All babies and young children should avoid these foods:
- Salty foods and adding salt to meals
- Sugary foods
- Honey before 12 months
- Whole nuts
- Some soft cheeses
- Raw or undercooked eggs
- Rice milks until 5 years old
- Raw jelly cubes
- Raw shellfish
- Fish that contains high levels of mercury
First Foods for a Reflux Baby
Offering your reflux baby non-acidic and non-spicy foods is a good start to weaning. I found offering quite plain food like pear, sweet potato or porridge made with her regular formula was a good introduction to food. It also gave me some basic foods that I knew didn’t irritate my baby that I could then start to add to other foods.
Foods I introduced at 6 months
- Pears were a favourite, steamed and mashed with a fork or in strips. Also good for adding to porridge or custard.
- Sweet potato mash made with oil and dairy-free margarine or sweet potato roasted and in chip shapes
- White potato mash made with oil and dairy-free margarine
- Porridge made with her regular formula then I changed to oat/almond milk
- Custard made with her regular formula then I changed to almond milk
- Plain chicken in strips
- Fish in small pieces
- Parsnip steamed and in chip shapes
- Carrots steamed and in chip shapes
- Peanut butter on toast fingers (recommended by the paediatrician)
- Scrambled egg
By the time she had these I felt more confident about her eating the different allergens. Since then I have discovered different food that she loves. I now cook/bake all of her dairy-free/soy free food from scratch so I know exactly what is in it. I am enjoying adapting recipes for her and the family meals so we can all eat together.
Related Post: A routine for a baby with reflux 6-9 months
How a Baby can Avoid Dairy
Dairy is in a lot more products than you realise. I thought of the obvious things like yoghurt, butter, margarine, cheese, anything that has milk on the ingredients list. But there are a lot of other ingredients you need to check for when shopping for dairy-free food. The list from the Allergy UK website is really helpful.
There are a lot of cow’s milk alternatives in the shops. If you don’t need to avoid soya there is a wide range of soy-based alternatives that you can use to cook with. Don’t offer your baby soy milk as a drink until after 12 months old as it doesn’t contain the right nutrients for them.
As we need to avoid soya I have been using oat milk and have recently changed to using almond milk. Oat milk is fine for cooking with, much better than using their hypoallergenic formula, but it can give whatever you are making a slight taste of oats. I wasn’t sure about trying almond milk because I am not a massive fan of almonds. But I have used it in pancakes, cake and custard so far and couldn’t taste almonds, so this is my new favourite go-to for milk.
Should I avoid giving my baby food with other allergens in it?

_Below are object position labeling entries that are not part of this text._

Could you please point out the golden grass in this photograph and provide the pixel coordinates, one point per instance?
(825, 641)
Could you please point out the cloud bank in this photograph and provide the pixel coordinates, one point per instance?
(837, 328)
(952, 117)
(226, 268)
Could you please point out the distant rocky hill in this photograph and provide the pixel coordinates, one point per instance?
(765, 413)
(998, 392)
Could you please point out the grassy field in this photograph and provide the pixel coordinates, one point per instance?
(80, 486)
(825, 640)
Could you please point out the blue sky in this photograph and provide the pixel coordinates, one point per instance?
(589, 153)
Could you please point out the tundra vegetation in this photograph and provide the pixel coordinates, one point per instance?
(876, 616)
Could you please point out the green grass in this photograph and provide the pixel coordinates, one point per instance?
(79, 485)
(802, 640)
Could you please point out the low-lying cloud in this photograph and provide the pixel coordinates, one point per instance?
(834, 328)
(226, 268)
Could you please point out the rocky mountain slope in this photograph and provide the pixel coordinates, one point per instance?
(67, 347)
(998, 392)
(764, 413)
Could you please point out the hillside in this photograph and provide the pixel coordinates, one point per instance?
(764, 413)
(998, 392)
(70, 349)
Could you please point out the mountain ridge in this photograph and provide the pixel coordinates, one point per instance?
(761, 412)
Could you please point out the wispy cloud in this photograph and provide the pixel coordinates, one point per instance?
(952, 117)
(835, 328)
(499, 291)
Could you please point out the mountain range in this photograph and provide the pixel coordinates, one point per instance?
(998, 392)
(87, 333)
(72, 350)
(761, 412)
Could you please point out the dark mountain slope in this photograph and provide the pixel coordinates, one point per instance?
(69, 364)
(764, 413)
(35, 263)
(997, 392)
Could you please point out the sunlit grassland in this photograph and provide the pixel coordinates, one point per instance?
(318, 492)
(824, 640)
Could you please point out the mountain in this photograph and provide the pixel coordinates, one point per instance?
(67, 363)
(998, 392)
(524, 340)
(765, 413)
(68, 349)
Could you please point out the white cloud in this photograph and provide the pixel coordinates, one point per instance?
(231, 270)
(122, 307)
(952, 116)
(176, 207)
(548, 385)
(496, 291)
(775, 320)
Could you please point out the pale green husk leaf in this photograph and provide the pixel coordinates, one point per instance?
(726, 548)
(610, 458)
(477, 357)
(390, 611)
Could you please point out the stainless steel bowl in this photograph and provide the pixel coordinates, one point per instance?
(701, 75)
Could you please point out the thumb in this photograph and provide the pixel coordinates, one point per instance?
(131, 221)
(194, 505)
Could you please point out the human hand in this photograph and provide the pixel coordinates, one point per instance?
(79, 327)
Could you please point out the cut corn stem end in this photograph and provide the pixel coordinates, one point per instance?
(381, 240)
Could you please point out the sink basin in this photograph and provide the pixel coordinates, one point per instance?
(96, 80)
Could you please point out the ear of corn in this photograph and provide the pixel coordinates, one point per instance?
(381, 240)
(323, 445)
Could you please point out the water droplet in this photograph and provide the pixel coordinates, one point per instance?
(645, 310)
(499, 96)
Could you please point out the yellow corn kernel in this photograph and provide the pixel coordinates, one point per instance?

There are 8 common allergens in food:
- Tree nuts
Unless you know that your baby is allergic to any of them don’t avoid them. I was advised by the paediatrician to give all of the allergens that I could to my daughter at 6 months old. In fact, I was told to introduce her to the 6 allergens she could have as quickly as possible and to try and introduce to all of them within the next week. Medical evidence now shows that children need to be introduced to the common allergens at 6 months to reduce the risk of them developing allergies.
What should my Baby Drink?
Baby should continue with breastmilk or formula until they are 12 months old. As they eat more solid food they may reduce the amount of milk they want. I introduced both of my children to a cup at 6 months and offered them water with their meals.